Hopefully you can find a solution, and your poor pooch doesn't have to suffer much more.

My old boy Melon had ca. 100 stones removed from his bladder shortly after we adopted him. When we first met him, the poor guy was urinating blood and could not walk for the pain - this must have been building up for quite some time.

Melon's stones were removed and analyzed - his were struvite, the more common sort.

He was put on an Rx diet, Royal Canin Urinary Dog - and remained on this diet for the rest of his life. This was not the 'dissolving' diet, rather the prevention and maintance diet.

We had to be very strict in the first year or so - absolutely nothing other than this food. He ate the dry food, and for treats I would bake the canned food into biscuits. (Only do this on a day when you can open windows - the stuff stinks to high heaven.)

As time went on we could sneak a few extras - he loved yogurt, which as an acidic food was OK for him. A little bit of white fish was OK too. However, we first got the vet to OK anything we gave him. I was overly cautious, as Melon was already an older dog when we adopted him - a second surgery in his senior years would have been difficult.

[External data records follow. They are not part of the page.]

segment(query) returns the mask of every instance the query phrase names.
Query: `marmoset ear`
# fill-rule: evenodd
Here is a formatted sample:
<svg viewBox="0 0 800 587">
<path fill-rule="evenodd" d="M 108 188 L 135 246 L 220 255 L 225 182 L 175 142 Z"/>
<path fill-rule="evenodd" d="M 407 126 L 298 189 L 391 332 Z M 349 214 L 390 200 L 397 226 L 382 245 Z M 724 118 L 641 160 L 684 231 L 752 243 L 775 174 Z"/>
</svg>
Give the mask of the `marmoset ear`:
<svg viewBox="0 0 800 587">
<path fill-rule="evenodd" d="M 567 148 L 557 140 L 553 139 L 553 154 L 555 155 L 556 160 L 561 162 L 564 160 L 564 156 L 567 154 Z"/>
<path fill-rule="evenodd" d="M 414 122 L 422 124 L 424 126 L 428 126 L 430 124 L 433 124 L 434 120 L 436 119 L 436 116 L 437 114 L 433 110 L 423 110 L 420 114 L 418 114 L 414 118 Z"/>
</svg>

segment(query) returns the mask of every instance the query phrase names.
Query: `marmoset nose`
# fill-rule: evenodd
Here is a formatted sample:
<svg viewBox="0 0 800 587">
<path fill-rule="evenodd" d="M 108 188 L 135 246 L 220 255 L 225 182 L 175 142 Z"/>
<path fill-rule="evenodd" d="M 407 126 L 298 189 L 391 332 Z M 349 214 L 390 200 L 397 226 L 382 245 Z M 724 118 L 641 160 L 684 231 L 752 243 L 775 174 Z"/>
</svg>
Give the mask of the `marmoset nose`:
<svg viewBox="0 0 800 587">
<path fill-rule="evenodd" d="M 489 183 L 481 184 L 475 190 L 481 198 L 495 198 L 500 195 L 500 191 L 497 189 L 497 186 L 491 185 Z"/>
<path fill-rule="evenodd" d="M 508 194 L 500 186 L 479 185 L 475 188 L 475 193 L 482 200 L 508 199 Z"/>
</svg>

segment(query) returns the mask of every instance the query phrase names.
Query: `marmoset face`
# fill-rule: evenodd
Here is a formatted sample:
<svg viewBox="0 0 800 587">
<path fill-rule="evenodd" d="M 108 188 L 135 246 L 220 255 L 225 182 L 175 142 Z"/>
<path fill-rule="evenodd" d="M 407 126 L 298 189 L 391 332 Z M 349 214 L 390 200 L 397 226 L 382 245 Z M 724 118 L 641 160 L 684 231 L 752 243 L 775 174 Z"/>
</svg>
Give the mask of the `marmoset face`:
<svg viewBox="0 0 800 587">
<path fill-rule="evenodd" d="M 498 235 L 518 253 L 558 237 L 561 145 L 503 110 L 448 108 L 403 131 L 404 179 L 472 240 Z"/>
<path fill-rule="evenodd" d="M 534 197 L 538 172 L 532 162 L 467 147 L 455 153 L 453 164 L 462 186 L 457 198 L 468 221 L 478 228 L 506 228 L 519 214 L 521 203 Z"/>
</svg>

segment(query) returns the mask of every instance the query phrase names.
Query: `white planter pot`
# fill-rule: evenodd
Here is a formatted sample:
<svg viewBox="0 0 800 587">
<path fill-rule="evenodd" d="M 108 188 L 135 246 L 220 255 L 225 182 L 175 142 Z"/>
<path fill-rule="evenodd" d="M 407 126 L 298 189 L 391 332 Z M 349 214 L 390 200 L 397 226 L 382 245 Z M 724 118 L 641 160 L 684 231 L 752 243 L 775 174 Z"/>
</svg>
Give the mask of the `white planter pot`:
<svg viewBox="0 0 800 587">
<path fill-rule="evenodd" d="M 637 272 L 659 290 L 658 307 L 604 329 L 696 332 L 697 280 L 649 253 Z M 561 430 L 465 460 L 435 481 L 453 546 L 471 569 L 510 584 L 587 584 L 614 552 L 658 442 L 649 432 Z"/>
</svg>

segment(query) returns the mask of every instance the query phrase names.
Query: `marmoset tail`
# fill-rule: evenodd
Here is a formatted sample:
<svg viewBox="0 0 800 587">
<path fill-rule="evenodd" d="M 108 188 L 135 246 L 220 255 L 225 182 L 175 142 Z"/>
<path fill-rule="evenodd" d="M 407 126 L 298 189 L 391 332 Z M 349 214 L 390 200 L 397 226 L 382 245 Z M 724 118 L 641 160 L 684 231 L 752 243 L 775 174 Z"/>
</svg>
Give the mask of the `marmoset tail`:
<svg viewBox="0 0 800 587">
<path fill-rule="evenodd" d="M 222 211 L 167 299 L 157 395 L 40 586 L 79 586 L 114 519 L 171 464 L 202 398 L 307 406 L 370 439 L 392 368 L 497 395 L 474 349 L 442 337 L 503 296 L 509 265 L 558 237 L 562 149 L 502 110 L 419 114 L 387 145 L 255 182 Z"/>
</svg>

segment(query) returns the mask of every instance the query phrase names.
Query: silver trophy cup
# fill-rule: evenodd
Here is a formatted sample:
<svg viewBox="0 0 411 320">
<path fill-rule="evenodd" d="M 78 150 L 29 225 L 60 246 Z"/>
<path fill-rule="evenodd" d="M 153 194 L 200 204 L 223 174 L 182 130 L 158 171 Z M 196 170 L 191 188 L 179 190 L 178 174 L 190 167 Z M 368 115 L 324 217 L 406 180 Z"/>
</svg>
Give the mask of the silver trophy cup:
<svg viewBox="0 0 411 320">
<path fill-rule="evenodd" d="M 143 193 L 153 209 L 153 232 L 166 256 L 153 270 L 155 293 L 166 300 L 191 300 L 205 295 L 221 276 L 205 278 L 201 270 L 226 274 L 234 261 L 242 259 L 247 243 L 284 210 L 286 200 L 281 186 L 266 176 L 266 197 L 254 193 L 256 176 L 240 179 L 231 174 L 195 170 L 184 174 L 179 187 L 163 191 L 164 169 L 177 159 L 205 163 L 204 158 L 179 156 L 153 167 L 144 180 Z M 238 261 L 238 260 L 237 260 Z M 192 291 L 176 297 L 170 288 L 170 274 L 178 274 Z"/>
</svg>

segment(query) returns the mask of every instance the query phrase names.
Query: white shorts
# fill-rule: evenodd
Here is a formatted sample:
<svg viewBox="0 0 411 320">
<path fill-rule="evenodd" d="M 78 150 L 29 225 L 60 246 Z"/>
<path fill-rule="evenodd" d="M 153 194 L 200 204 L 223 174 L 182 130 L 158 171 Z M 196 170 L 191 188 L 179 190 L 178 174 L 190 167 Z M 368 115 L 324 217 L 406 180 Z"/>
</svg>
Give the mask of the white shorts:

Struvite stones are most often formed when there is an infection (with the exception of certain breeds where there is a genetic metabolic issue), so we regularly monitored him, doing periodic urine cultures (along with regular blood tests and bladder ultrasounds - he had aother health issues, so this was being done anyway) with an eye to catching any new stone formulation early.

---

Do you still have the stones that were removed the first time? They could still be analysed if that wasn't done before.

(How sad am I? All these years later, I still have a little box with Melon's stones and a tooth, right next to his urn... )

---

The key thing, IMO, is a good relationship with your vet. Make sure you are comfortable with your vet, choose someone who is happy to take the time to discuss your research and questions, who views the owner as a partner in treatment - and then follow his/her advice.

All the best to you and your doglet.

Thanks so much for this info - we were wondering if it had anything to do with the water. We've started using a Brita filter...

I'm the same way. My dog is like my child - he's our first born. I actually still had his stones from the first surgery in the bottom of his treat/medicine basket, so I was able to bring them to the vet and have them sent in for analysis. Thank GOODNESS I'm a crazy mom otherwise I wouldn't have still had them! I'm hoping they're Struvite, from what I've been reading it seems like Struvite are a bit easier to deal with than Calcium Oxalate. Thanks for the tip about baking the canned food into biscuits... that's the thing I've had such a hard time dealing with the past few days - no treats. Dogs live for treats, they need SOMETHING!